In einem wechselwirkenden Doppelsternsystem beeinflussen sich die beiden Sterne gegenseitig, z. B. durch Austausch
von Materie. Damit es aber überhaupt zu einem solchen Massentransfer kommen kann, muß zumindest ein Stern
seine sogenannte Roche-Grenze ausfüllen oder überschreiten.
Roche-Grenze
Umkreisen sich zwei Sterne in einem Doppelsternsystem, so gibt es um jeden Stern einen Bereich oder ein Volumen,
wo die Schwerkraft dieses einen Sterns wirkt. Wegen der Gezeitenkräfte der Sterne sind diese Bereiche
tropfenförmig, wobei deren Ausrichtung immer zum jeweiligen Partnerstern zeigt. Die beiden
tropfenförmigen Bereiche berühren sich also an der Spitze. Bringt man Materie in einen dieser
Bereiche, so fällt sie auf den jeweiligen Stern zurück.
Roche-Volumen
Innerhalb dieses Volumens wirkt nur die Schwerkraft eines Sterns (Pfeile)
© Mario Lehwald
Diese tropfenförmigen Bereiche werden als Roche-Volumen und deren Grenzen als
Roche-Grenze bezeichnet. Da sich beide Sterne umkreisen, wirkt zusätzlich zur
Schwerkraft noch die Fliehkraft. Die Fliehkraft wird umso größer, je weiter man sich von einem Stern
nach außen, also von der Verbindungslinie zwischen den beiden Sternen, wegbewegt. Schließlich
gibt es einen Punkt, wo die Fliehkraft größer wird als die Schwerkraft.

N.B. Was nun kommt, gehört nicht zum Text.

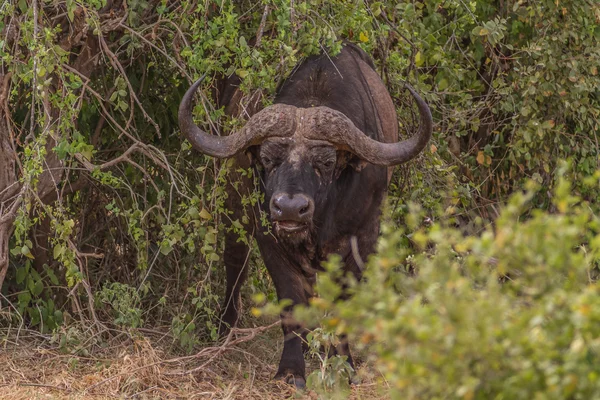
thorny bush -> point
(99, 195)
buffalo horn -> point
(338, 129)
(276, 120)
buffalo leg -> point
(236, 268)
(290, 285)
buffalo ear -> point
(252, 154)
(358, 164)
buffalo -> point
(323, 153)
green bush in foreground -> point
(511, 314)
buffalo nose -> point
(297, 207)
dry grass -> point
(33, 366)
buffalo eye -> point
(268, 163)
(323, 167)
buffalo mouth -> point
(290, 227)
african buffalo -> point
(323, 152)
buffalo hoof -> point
(298, 381)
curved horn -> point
(339, 129)
(275, 120)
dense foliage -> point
(107, 216)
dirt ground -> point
(35, 366)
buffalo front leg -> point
(236, 258)
(290, 285)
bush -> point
(511, 314)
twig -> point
(261, 27)
(227, 345)
(215, 351)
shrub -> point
(511, 314)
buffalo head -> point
(300, 153)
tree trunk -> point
(9, 185)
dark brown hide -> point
(320, 176)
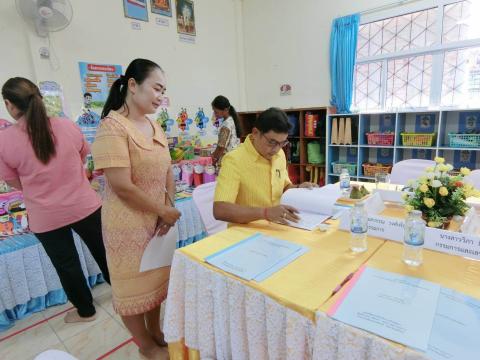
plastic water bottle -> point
(345, 182)
(358, 228)
(413, 238)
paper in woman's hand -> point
(159, 251)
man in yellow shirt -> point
(254, 176)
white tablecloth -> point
(225, 319)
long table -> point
(212, 314)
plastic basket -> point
(418, 139)
(376, 138)
(338, 166)
(464, 140)
(370, 169)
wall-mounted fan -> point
(46, 15)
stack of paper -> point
(314, 205)
(256, 257)
(440, 322)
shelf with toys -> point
(191, 143)
(306, 149)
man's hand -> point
(307, 185)
(282, 214)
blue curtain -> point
(343, 48)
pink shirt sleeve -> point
(83, 146)
(6, 172)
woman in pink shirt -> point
(44, 158)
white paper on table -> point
(390, 195)
(374, 204)
(315, 205)
(159, 251)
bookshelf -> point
(439, 122)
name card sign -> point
(379, 226)
(449, 242)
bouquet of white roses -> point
(439, 195)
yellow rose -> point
(465, 171)
(429, 202)
(423, 188)
(470, 191)
(443, 191)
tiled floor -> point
(104, 338)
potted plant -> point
(439, 194)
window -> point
(425, 58)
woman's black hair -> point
(222, 103)
(139, 69)
(27, 98)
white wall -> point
(287, 42)
(100, 33)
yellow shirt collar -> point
(248, 143)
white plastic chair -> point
(474, 178)
(410, 169)
(203, 196)
(54, 355)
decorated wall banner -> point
(96, 82)
(161, 7)
(185, 17)
(53, 98)
(136, 9)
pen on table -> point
(347, 279)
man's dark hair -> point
(273, 119)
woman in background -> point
(229, 132)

Die Größe des Roche-Volumens hängt von den Massen der beiden Sterne und deren Abstand ab. Bei
einem Doppelsternsystem gibt es drei grundlegende Möglichkeiten:
1. Beide Sterne sind deutlich kleiner als ihr Roche-Volumen. Kein Stern
beeinflußt materiemäßig den anderen. Man bezeichnet so ein Doppelsternsystem als
getrenntes System.
Getrenntes System
Jeder Stern liegt innerhalb seines Roche-Volumens
© Mario Lehwald
2. Ein Stern ist kleiner als sein Roche-Volumen, sein größerer Partner jedoch
überschreitet sein Roche-Volumen, da er sich z. B. zu einem Roten Riesen entwickelt oder beide
Sterne extrem nahe umeinander kreisen. Damit kann Materie von dem größerer Partnerstern auf den
Begleiter fließen. Man bezeichnet so ein Doppelsternsystem als halbgetrenntes
System.
Halbgetrenntes System
Ein Stern überschreitet sein Roche-Volumen (z. B. als Roter Riese),
wobei von ihm Materie auf den Partnerstern fließt
© Mario Lehwald
3. Beide Sterne sind so größer wie ihr Roche-Volumen. Man bezeichnet so
ein Doppelsternsystem als Kontaktsystem. In diesem Fall sind die beiden Sterne
stark verformt.
Kontaktsystem
Beide Sterne sind so groß wie ihr Roche-Volumen
und stark verformt
© Mario Lehwald
4. Beide Sterne überschreiten ihr Roche-Volumen und sind von einer
gemeinsamen Hülle umgeben. Man bezeichnet so ein Doppelsternsystem als
Überkontaktsystem.
Überkontaktsystem
Beide Sterne überschreiten ihr Roche-Volumen
und sind von einer gemeinsamen Hülle umgeben
© Mario Lehwald
Die Fälle 2, 3 und 4 bezeichnet man auch als wechselwirkendes Doppelsternsystem.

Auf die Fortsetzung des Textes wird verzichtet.